Ending AIDS means prolonging life with HIV

Put yet another way, ending AIDS means HIV-positive people are not dying from AIDS

Ending AIDS means prolonging life with HIV

By Stephanie Nixon, co-founder and director of the International Centre for Disability and Rehabilitation.

This weekend the Government of Canada will host the Fifth Replenishment Conference of the Global Fund to fight AIDS, Tuberculosis, and Malaria in Montréal. As the rallying cry from The Government and The Global Fund is: Together, we can “End It. For Good“, there is an important nuance in this storyline that risks getting lost. Ending AIDS doesn’t mean the end of HIV – it means the opposite.
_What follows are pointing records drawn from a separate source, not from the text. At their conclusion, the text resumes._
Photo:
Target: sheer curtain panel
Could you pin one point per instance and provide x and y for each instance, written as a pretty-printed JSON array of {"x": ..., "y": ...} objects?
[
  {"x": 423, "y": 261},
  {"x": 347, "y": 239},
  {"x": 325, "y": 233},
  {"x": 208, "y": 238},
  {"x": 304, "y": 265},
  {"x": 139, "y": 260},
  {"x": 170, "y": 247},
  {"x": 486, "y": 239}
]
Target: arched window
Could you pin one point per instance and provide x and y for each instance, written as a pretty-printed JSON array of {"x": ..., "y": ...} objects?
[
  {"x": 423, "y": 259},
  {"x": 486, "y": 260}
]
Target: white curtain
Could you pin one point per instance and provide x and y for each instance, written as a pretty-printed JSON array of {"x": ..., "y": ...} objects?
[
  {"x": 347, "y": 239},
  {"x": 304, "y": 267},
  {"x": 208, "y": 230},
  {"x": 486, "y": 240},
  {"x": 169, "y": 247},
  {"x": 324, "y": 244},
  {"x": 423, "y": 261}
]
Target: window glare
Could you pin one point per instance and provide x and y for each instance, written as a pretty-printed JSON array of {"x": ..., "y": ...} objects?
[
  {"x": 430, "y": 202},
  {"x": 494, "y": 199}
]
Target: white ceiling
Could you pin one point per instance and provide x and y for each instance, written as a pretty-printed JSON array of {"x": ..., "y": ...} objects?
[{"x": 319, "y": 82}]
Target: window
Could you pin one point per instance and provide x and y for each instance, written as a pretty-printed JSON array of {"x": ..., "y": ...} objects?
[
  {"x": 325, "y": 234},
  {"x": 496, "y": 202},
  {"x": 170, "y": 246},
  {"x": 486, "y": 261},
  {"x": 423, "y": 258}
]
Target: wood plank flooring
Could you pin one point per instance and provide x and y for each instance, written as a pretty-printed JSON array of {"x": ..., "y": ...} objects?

Ending AIDS means prolonging life with HIV.

Put yet another way, ending AIDS means HIV-positive people are not dying from AIDS. In other words, reducing the prevalence of AIDS means that people living with HIV no longer have dangerously low CD4 counts and aren’t contracting AIDS-defining illnesses.

To be clear, a crucial goal is the primary prevention of HIV among people who are HIV-negative. But for the 36 million people who are currently HIV-positive, in the absence of a cure, the goal is to reduce the prevalence of AIDS in order to allow for a long and relatively healthy life with HIV as a chronic illness. To understand this point, one must understand the difference between HIV and AIDS.

A brief lesson on the difference between HIV and AIDS

The terms HIV and AIDS are frequently used as if they are synonyms, but they aren’t. And the difference matters for effective advocacy, policy and health systems.

HIV (human immunodeficiency virus) is the virus (the actual tiny speck that can be seen under a strong microscope) that causes illness. You can test for the presence of this virus with a blood test. It is this virus that attacks the immune system, which makes people who are HIV-positive more vulnerable to infections in all other body systems.

AIDS (acquired immune deficiency syndrome) is a category that was developed for public health purposes. You cannot see it under a microscope or do a blood test for it. Rather, to be diagnosed with “AIDS”, one has to meet the following criteria:

  • Be HIV-positive, and
  • Have a CD4 count less than 200 cells/ml3 (noting that CD4 cells, also called T-cells, are healthy white blood cells in the body that HIV targets and depletes), or
  • Be diagnosed with one of more than two dozen diseases that have been designated as “AIDS-defining clinical conditions” (these include a range of opportunistic infections, cancers and other syndromes)

In the absence of a cure, ending AIDS means turning HIV into a chronic illness

The search for an HIV cure is underway, and efforts must continue and intensify. However, a cure to eradicate HIV in people who are HIV-positive remains decades if not generations away.

In the meantime, effective HIV treatments can improve CD4 cell counts and reduce AIDS-defining infections and cancers. This can be called “ending AIDS”. For many people living with HIV, it can also be called “getting on with life”. When people have reliable access to quality HIV treatments, HIV can begin to approximate a chronic illness with unpredictable ups and downs. Some have referred to this as “episodic disability”. Innovative responses can come from the field of rehabilitation science, which addresses the day-to-day impacts of living with disease and disablement. The HIV field can also take lessons from chronic disease frameworks, many of which address non-communicable conditions, such as diabetes and arthritis, which are becoming increasing prevalent among people living with HIV.

The Global Fund provides widespread support through programs designed for people living with HIV. Furthermore, Canada punches above its weight in this area. As usual, it is people living with HIV and their advocacy communities who are great leaders and innovators in this field. In particular, the Canadian Working Group on HIV and Rehabilitation is a national, multi-sectoral organization that has been driving research, policy and clinical practice to better meet the needs of people living with HIV-related disablement for nearly two decades.

Keeping pace with evolving epidemics

These efforts dovetail with the aim of the Fourth Global Symposium on Health Systems Research in November to tackle the health system changes needed to keep pace with the evolving epidemics. For example, our team of Canadian and Africa collaborators will present an open-access teaching tool on rehabilitation for children and youth living with HIV in Sub-Saharan Africa.

This is all part of the collective effort to shift the focus from surviving AIDS to thriving with HIV. This shift requires a different approach to health systems and services – one that can and should learn from rehabilitation and chronic disease frameworks.

So yes, let’s rally around ending the epidemics of TB, malaria and AIDS for good. And let’s redouble efforts toward primary prevention of HIV among people who are HIV-negative.

This is not a small issue: the goal is to end AIDS for all of the 36 million people living with HIV worldwide, and this number is rising. But let’s also recognize another metric of success: the increased prevalence of people living with HIV (and not AIDS) if we can successfully reduce AIDS-related deaths.